An Articulatory, Acoustic, and Auditory Study of Burmese Tone
Creator
Gruber, James Frederick
Advisor
Zsiga, Elizabeth
Abstract
This dissertation investigates the complex tonal contrast in the modern Burmese language. The four Burmese tones are reported to make multi-way distinctions in pitch, phonation, duration, intensity, vowel quality, and syllable structure, but the literature is frequently conflicted about the association of these qualities with each tone. Bradley (1982) has described Burmese as a register, rather than tonal, language due to the bundling of prosodic qualities headlined by contrastive phonation types. However, contrastive phonation in Burmese has eluded detection in numerous instrumental phonetic studies (Thein Tun 1982, Ladefoged et al 1988, Watkins 1997). Production and perception experiments were conducted in order to first clarify the phonetic description, and in turn build a phonological model of the contrast.
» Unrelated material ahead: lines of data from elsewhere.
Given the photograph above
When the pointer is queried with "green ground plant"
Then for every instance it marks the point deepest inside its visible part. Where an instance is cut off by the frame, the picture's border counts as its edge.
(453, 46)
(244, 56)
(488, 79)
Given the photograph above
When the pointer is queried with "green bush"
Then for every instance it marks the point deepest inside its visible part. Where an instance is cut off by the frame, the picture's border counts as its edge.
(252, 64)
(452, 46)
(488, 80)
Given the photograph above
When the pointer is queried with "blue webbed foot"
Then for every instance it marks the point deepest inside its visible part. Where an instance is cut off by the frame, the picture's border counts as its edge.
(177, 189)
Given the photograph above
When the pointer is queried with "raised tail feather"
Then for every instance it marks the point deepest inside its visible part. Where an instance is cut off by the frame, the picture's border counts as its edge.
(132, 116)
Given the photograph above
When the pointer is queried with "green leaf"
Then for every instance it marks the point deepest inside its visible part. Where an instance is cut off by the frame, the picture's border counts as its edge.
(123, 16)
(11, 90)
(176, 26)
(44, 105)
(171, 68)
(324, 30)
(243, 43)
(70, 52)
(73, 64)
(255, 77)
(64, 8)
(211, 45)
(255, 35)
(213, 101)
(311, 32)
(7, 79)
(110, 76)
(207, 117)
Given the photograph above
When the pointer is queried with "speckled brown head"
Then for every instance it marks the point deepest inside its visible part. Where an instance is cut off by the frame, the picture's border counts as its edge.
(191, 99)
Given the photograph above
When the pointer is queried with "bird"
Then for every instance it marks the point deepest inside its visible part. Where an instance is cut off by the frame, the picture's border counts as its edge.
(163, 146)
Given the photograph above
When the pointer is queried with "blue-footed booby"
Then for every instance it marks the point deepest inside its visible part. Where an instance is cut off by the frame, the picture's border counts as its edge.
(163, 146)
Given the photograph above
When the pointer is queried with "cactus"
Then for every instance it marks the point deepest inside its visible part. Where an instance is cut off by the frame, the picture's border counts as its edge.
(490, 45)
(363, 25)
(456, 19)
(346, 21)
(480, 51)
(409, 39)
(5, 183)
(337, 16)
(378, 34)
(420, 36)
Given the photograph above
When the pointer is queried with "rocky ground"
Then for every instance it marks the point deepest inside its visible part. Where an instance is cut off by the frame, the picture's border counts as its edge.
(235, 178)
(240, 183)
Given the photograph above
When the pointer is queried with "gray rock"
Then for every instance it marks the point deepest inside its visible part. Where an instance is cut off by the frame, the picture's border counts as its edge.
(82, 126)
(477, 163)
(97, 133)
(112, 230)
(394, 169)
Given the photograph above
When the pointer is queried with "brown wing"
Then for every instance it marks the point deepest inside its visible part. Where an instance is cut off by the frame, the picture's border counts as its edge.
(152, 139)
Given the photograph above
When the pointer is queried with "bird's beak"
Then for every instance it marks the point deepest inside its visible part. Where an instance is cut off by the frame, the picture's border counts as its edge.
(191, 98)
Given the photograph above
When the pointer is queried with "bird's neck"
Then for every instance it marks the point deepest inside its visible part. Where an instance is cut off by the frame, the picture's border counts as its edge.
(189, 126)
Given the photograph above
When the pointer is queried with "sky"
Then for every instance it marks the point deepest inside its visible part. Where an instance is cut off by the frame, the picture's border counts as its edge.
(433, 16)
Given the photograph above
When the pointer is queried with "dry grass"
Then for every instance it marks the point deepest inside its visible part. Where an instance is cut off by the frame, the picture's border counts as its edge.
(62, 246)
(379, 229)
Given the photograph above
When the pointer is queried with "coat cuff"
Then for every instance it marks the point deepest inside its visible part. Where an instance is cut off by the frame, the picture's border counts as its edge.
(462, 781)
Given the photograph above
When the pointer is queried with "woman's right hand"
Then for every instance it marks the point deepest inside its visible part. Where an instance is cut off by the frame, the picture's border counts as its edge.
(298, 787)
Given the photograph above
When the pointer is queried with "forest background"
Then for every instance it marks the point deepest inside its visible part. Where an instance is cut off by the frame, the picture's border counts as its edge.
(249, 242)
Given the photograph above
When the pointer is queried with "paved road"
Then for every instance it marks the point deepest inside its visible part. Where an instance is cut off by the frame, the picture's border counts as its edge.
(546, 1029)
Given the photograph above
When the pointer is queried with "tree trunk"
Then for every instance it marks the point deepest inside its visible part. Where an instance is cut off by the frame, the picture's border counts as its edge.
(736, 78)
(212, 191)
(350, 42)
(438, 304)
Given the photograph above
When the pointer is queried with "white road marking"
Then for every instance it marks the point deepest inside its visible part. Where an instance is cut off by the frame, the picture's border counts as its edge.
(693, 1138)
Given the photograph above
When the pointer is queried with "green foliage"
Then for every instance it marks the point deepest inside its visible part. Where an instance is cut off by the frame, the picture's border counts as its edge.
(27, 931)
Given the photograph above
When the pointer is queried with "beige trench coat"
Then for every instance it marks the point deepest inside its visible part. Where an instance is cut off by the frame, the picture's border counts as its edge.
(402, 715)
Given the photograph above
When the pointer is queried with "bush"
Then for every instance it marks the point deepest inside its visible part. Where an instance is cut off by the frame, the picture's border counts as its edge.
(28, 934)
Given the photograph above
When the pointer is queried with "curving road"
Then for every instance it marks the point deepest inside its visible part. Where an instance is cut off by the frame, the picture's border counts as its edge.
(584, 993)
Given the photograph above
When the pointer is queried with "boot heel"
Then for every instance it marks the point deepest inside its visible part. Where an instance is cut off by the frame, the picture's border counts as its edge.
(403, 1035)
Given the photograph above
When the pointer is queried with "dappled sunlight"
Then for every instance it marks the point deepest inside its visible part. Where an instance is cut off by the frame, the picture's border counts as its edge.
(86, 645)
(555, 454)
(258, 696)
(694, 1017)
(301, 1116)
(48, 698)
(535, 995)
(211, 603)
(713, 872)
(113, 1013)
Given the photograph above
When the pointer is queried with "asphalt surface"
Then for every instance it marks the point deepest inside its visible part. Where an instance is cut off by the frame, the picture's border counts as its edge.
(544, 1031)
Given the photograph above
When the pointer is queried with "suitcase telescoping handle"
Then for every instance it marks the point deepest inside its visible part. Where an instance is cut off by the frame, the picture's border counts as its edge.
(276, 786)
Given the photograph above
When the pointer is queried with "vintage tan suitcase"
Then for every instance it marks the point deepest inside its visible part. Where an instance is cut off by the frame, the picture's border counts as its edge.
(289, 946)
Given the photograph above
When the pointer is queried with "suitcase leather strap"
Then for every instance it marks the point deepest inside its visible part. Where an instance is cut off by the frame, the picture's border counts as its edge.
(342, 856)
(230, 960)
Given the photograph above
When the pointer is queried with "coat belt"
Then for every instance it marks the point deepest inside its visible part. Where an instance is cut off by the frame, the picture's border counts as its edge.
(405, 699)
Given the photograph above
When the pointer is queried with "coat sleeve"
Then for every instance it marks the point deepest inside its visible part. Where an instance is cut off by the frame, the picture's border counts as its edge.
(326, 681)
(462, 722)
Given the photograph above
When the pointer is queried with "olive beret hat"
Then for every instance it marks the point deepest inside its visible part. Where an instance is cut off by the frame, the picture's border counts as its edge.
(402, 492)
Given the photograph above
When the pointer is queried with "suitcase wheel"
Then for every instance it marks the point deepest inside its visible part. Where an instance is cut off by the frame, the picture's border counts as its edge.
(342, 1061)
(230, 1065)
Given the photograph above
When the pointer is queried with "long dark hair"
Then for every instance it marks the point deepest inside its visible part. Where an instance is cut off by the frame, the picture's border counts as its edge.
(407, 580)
Audio, electroglottographic, and aerodynamic recordings of ten native speakers were collected and analyzed for Duration, F0, and Phonation type (as measured by Open Quotient of the glottal waveform, rates of oral airflow, and spectral tilt - all measured dynamically over the syllable rhyme). The perception experiment studied the forced choice listener identifications of stimuli re-synthesized to controlled levels of each dimension.
Major findings include (a) the contrast in phonation type is two-way (two breathier lax tones vs. two creaky-voiced tones), (b) breathy and creaky phonation are temporally dynamic in Burmese - produced systematically only at the vowel offset, and (c) the phonation contrast is neutralized in juncture while pitch contrasts are maintained.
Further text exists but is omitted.